It's centered around the new C11 stdatomic.h function
atomic_compare_exchange_weak(). This is an atomic operation more
generally called compare-and-swap (CAS). On x86 there's an
instruction specifically for this, cmpxchg. Give it a pointer to the
atomic value to be updated (head), a pointer to the value it's
expected to be (orig), and a desired new value (next). If the
expected and actual values match, it's updated to the new value. If
not, it reports a failure and updates the expected value to the latest
value. In the event of a failure we start all over again, which
requires the while loop. This is an optimistic strategy.
The "weak" part means it will sometimes spuriously fail where the
"strong" version would otherwise succeed. In exchange for more
failures, calling the weak version is faster. Use the weak version
when the body of your do ... while loop is fast and the strong
version when it's slow (when trying again is expensive), or if you
don't need a loop at all. You usually want to use weak.
The alternative to CAS is load-link/store-conditional. It's a
stronger primitive that doesn't suffer from the ABA problem described
next, but it's also not available on x86_64. On other platforms, one
or both of atomic_compare_exchange_*() will be implemented using
LL/SC, but we still have to code for the worst case (CAS).
The ABA Problem
The aba field is here to solve the ABA problem by counting
the number of changes that have been made to the stack. It will be
updated atomically alongside the pointer. Reasoning about the ABA
problem is where I got stuck last time writing this article.
Suppose aba didn't exist and it was just a pointer being swapped.
Say we have two threads, A and B.
Thread A copies the current head into orig, enters the loop body
to update next.node to orig.node->next, then gets preempted
before the CAS. The scheduler pauses the thread.
Thread B comes along performs a pop() changing the value pointed
to by head. At this point A's CAS will fail, which is fine. It
would reconstruct a new updated value and try again. While A is
still asleep, B puts the popped node back on the free node stack.

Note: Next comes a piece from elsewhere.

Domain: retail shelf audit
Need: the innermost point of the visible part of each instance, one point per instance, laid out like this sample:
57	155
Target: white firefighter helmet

Some time passes with A still paused. The freed node gets re-used
and pushed back on top of the stack, which is likely given that
nodes are allocated FIFO. Now head has its original value again,
but the head->node->next pointer is pointing somewhere completely
new! This is very bad because A's CAS will now succeed despite
next.node having the wrong value.
A wakes up and it's CAS succeeds. At least one stack value has been
lost and at least one node struct was leaked (it will be on neither
stack, nor currently being held by a thread). This is the ABA
problem.
The core problem is that, unlike integral values, pointers have
meaning beyond their intrinsic numeric value. The meaning of a
particular pointer changes when the pointer is reused, making it
suspect when used in CAS. The unfortunate effect is that, by itself,
atomic pointer manipulation is nearly useless. They'll work with
append-only data structures, where pointers are never recycled, but
that's it.
The aba field solves the problem because it's incremented every time
the pointer is updated. Remember that this internal stack struct is
two pointers wide? That's 16 bytes on a 64-bit system. The entire 16
bytes is compared by CAS and they all have to match for it to succeed.

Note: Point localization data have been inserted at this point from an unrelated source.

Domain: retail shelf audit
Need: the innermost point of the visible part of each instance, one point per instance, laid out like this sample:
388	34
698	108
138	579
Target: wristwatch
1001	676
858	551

Since B, or other threads, will increment aba at least twice (once
to remove the node, and once to put it back in place), A will never
mistake the recycled pointer for the old one. There's a special
double-width CAS instruction specifically for this purpose,
cmpxchg16. This is generally called DCAS. It's available on most
x86_64 processors. On Linux you can check /proc/cpuinfo for support.
It will be listed as cx16.
If it's not available at compile-time this program won't link. The
function that wraps cmpxchg16 won't be there. You can tell GCC to
assume it's there with the -mcx16 flag. The same rule here applies
to C++11's new std::atomic.
There's still a tiny, tiny possibility of the ABA problem still
cropping up. On 32-bit systems A may get preempted for over 4 billion
(2^32) stack operations, such that the ABA counter wraps around to the
same value. There's nothing we can do about this, but if you witness
this in the wild you need to immediately stop what you're doing and go
buy a lottery ticket. Also avoid any lightning storms on the way to
the store.
Hazard Pointers and Garbage Collection
Another problem in pop() is dereferencing orig.node to access its
next field. By the time we get to it, the node pointed to by
orig.node may have already been removed from the stack and freed. If
the stack was using malloc() and free() for allocations, it may
even have had free() called on it. If so, the dereference would be
undefined behavior -- a segmentation fault, or worse.

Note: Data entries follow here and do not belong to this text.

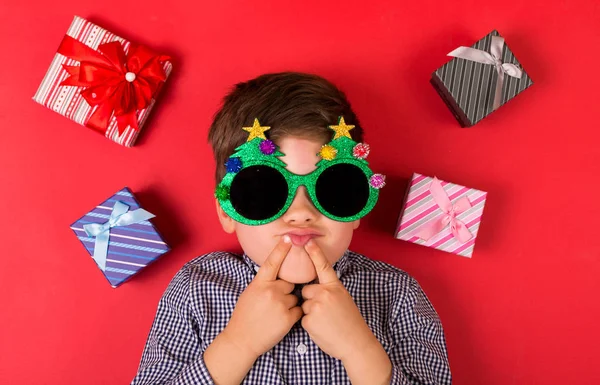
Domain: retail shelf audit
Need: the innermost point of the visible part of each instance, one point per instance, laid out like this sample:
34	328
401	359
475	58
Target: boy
297	307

There are three ways to deal with this.
Garbage collection. If memory is automatically managed, the node
will never be freed as long as we can access it, so this won't be a
problem. However, if we're interacting with a garbage collector
we're not really lock-free.
Hazard pointers. Each thread keeps track of what nodes it's
currently accessing and other threads aren't allowed to free nodes
on this list. This is messy and complicated.
Never free nodes. This implementation recycles nodes, but they're
never truly freed until lstack_free(). It's always safe to
dereference a node pointer because there's always a node behind it.
It may point to a node that's on the free list or one that was even
recycled since we got the pointer, but the aba field deals with
any of those issues.
Reference counting on the node won't work here because we can't get to
the counter fast enough (atomically). It too would require
dereferencing in order to increment. The reference counter could
potentially be packed alongside the pointer and accessed by a DCAS,
but we're already using those bytes for aba.
It's counter-intuitive, but adding a few microseconds of
sleep after CAS failures would probably increase
throughput. Under high contention, threads wouldn't take turns
clobbering each other as fast as possible. It would be a bit like
exponential backoff.
API Push and Pop
The API push and pop functions are built on these internal atomic
functions.
Push removes a node from the free stack. If the free stack is empty it
reports an out-of-memory error. It assigns the value and pushes it
onto the value stack where it will be visible to other threads.
Finally, the stack size is incremented atomically. This means there's
an instant where the stack size is listed as one shorter than it
actually is. However, since there's no way to access both the stack
size and the stack itself at the same instant, this is fine. The stack
size is really only an estimate.
Remove the top node, subtract the size estimate atomically, put the
node on the free list, and return the pointer. It's really simple with
the primitive push and pop.
SHA1 Demo
The lstack repository linked at the top of the article includes a demo
that searches for patterns in SHA-1 hashes (sort of like Bitcoin
mining). It fires off one worker thread for each core and the results
are all collected into the same lock-free stack. It's not really
exercising the library thoroughly because there are no contended pops,
but I couldn't think of a better example at the time.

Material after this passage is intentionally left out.